Project Smile 2018 Recipient Kim

Project Smile 2018 Recipient Kim
dr-snehal-patel-smiling-photo
Dr. Snehal Patel

Project Smile 2018 Update

After months of rigorous planning…we were so honored to be able to gift this new smile to the most deserving patient ever! It was a long day, and our amazing team all pulled together to get this woman new teeth for Christmas! I am so proud of my team and my colleagues for their hard work! Congratulations Kim on your new smile! It has been a pleasure to provide this to you!

Special thank you to Tony Prestipino at Artifex Dental Lab for helping make this happen.


The Washington post

When you’re smiling

Kimberly Latham wasn’t a kid at the bus stop; she was a parent. Still, the middle school girls whispered her way, then snickered, until finally, her 13-year-old son mumbled, “Mom, will you just drive me to school today?”

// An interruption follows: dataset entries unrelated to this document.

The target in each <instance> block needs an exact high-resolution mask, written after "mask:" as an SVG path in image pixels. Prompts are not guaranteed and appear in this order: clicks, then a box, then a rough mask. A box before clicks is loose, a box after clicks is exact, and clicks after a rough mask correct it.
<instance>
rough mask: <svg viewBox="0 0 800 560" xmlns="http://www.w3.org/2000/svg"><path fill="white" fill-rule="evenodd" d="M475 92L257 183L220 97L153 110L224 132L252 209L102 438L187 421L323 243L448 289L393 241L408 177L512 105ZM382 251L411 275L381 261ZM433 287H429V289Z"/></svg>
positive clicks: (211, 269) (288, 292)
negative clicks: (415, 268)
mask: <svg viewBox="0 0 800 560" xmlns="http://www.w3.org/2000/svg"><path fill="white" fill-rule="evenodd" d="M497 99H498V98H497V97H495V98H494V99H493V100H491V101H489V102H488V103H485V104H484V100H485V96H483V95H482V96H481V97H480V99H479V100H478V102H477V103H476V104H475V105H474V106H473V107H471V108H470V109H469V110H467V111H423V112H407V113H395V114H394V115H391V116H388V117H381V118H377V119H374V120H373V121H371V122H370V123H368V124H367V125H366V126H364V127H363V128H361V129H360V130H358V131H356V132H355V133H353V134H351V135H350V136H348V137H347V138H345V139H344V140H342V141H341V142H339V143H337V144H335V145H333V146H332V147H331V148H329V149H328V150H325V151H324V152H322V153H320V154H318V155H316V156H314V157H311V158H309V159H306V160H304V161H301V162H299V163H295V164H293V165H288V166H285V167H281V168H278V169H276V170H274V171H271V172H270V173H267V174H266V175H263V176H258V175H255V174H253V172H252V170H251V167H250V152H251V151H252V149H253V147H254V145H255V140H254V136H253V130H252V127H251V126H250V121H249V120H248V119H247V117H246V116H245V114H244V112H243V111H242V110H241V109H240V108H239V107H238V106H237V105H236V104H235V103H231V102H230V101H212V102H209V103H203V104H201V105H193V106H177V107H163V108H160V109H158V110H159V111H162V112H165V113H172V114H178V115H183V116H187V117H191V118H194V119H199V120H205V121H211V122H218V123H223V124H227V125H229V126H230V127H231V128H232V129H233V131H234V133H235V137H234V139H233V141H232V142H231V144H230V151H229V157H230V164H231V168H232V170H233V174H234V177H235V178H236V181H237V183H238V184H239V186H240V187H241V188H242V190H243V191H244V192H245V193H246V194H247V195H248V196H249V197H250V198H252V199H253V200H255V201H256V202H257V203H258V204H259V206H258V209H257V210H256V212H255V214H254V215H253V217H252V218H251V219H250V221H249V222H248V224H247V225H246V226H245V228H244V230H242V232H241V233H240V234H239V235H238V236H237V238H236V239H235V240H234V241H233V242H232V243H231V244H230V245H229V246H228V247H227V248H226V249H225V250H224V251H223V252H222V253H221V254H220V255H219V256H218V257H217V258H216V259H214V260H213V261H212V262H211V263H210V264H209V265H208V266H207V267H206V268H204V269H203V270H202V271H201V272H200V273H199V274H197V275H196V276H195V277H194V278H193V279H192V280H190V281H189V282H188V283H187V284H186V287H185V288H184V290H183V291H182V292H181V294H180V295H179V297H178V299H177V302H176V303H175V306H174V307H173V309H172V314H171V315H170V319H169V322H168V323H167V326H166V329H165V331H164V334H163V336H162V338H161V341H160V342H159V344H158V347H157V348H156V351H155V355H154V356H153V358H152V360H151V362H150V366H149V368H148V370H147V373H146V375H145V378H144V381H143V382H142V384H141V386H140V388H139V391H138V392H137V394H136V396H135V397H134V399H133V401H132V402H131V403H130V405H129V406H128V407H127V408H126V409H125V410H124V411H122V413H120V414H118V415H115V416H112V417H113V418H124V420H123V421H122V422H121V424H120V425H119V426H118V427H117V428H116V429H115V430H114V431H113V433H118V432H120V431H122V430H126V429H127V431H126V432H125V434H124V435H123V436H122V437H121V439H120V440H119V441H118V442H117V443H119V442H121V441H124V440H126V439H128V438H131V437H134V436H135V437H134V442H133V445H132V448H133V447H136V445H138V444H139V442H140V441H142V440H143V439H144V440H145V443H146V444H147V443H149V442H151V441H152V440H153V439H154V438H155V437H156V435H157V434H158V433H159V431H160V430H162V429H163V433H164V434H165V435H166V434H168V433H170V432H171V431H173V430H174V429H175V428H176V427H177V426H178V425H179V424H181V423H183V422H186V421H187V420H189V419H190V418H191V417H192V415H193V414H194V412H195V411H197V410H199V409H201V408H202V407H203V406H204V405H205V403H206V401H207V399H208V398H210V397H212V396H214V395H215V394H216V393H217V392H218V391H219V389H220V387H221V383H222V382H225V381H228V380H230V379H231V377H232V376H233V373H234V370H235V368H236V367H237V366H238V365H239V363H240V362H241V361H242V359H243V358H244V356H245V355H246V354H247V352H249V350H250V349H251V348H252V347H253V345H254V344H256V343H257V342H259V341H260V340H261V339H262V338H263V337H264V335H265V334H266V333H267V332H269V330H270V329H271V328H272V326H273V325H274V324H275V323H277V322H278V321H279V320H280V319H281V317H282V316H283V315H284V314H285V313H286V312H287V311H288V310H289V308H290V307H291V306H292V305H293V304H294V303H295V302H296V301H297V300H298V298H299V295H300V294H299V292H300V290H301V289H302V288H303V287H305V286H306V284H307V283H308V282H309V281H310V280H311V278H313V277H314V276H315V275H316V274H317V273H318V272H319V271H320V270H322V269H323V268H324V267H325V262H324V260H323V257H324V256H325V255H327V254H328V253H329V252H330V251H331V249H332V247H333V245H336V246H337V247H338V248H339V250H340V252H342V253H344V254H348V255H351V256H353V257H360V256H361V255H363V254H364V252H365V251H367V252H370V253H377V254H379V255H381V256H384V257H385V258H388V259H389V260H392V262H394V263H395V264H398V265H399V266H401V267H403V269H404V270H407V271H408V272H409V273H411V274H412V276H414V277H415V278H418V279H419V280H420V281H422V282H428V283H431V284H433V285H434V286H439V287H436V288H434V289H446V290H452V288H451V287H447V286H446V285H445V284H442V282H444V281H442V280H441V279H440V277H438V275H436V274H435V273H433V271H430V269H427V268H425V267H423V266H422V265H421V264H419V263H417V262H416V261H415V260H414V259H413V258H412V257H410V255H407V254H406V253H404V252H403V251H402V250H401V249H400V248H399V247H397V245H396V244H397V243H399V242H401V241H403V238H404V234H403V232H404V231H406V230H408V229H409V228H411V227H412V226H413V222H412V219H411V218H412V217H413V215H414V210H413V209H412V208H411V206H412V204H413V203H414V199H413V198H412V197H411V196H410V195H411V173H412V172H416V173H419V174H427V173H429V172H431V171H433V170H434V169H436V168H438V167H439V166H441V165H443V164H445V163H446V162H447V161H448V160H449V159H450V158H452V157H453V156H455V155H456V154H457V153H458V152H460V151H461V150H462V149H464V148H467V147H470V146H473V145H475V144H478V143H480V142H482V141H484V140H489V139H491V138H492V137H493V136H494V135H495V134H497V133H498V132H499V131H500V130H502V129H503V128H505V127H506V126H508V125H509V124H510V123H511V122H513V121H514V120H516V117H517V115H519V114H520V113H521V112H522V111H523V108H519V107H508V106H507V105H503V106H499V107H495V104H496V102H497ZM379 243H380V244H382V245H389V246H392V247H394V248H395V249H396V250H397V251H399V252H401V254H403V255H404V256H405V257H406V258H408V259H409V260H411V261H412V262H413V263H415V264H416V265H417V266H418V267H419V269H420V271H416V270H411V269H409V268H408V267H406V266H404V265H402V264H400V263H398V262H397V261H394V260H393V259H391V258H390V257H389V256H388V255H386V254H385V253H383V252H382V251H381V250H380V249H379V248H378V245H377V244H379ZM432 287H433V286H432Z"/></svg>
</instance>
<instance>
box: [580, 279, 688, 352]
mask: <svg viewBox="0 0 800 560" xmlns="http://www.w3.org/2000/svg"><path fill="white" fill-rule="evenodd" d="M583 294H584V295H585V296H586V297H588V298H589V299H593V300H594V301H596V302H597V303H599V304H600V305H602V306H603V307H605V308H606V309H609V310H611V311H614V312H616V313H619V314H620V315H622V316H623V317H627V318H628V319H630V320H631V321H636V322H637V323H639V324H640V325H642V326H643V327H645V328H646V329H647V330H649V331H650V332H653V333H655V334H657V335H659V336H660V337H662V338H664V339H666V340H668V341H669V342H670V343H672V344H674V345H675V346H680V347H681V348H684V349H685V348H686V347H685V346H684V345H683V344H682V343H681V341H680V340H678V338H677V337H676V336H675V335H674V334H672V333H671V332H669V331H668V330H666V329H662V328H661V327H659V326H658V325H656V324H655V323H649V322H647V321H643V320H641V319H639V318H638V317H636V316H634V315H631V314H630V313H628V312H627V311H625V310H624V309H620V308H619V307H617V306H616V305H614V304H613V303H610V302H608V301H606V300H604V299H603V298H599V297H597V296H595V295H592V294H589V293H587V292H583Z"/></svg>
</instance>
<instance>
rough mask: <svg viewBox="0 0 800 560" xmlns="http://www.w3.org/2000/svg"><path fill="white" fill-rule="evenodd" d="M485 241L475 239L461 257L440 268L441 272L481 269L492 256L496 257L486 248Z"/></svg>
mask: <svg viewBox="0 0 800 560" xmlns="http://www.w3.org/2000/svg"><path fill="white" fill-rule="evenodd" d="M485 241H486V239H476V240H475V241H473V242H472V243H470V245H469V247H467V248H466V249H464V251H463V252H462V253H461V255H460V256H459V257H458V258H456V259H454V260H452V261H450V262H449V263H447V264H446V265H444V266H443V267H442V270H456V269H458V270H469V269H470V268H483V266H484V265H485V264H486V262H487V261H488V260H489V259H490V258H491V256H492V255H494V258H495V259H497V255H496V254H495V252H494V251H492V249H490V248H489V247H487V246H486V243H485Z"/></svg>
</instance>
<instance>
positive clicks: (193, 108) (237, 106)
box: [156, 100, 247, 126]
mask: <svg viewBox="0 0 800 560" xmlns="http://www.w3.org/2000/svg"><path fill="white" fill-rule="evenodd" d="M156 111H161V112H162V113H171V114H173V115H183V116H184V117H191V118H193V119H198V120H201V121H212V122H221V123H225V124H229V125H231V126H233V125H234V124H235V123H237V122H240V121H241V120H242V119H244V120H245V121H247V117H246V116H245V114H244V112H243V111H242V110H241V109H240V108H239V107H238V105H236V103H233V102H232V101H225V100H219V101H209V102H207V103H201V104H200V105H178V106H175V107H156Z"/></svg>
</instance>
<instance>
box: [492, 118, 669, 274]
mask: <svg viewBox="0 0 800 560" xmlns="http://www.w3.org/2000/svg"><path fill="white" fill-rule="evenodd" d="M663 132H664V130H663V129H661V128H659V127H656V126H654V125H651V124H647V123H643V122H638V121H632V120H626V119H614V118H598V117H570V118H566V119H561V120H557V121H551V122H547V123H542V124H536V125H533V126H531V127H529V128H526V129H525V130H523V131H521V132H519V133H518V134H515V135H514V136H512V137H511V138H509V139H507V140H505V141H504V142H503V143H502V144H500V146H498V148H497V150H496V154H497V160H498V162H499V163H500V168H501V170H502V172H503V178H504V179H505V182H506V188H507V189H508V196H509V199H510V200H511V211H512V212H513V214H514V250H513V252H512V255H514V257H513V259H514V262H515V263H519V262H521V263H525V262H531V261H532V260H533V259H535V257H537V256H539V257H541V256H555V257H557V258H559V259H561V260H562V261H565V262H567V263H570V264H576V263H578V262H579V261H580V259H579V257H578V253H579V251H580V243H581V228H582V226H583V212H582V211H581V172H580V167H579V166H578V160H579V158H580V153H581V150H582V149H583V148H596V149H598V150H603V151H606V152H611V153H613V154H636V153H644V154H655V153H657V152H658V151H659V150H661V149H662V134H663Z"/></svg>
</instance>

It took a lifetime of bad luck and serious neglect to leave Latham a 31-year-old with no teeth, resigned to a life of shocked stares, soft foods, and mangled speech.

Any pain was more bearable than the decades of decay that had emptied her jaws. She’d heard it all, even the shopper who asked if she was “retarded” when he couldn’t understand her in the Fort Belvoir, Va., commissary where she stocks shelves.

But when her two boys were embarrassed, her make-the-best-of-it grit crumbled like another ruined molar. “They’re so protective of me,” she said.

Latham’s tortured oral history began in Florida, where she grew up with no dad and crowded teeth. By the time she was 9, crooked canines made her “vampire girl” at school.

She got braces, but at 16 she landed in juvenile detention, where they pulled her wires for security reasons, leaving just the brackets. It would be three more years, some of them spent homeless before she had those pried off by a dentist who insisted she sign a waiver releasing him from responsibility for the results. Most of her teeth cracked in the chair; some broke outright.

The 11 years of abscesses and infection that followed were the final undoing of her mouth. Her cheeks caved. Her speech sagged. Even macaroni was agony to eat by the time she went to Les Ratner, an Alexandria dentist, early this year. He explained the cost of implants to the single mom with no high school diploma, no insurance and no money.

Ratner’s wife and office manager overheard her crying.

“There might be another way,” Susan Ratner said.

It was a long shot, but a local oral surgeon, Snehal Patel, was offering a free rehab job, $60,000 worth, to a needy person who submitted a compelling essay. Latham wrote five pages; Susan typed it up.

Patel said it was her courage that blew him away.

Four days before Christmas, Patel installed 12 implant posts in her upper and lower jaws and then attached a complete set of permanent, custom-formed replacement teeth donated by a local lab.

It took about seven hours to unwind half a lifetime of pain and shame. And now, Kimberly Latham is presenting, literally, a new face to the world.

She’ll get that steak she’s been dreaming of for years, face a camera without covering her mouth, enter a room with her head high.

“I’m going to walk into work grinning from ear to ear.”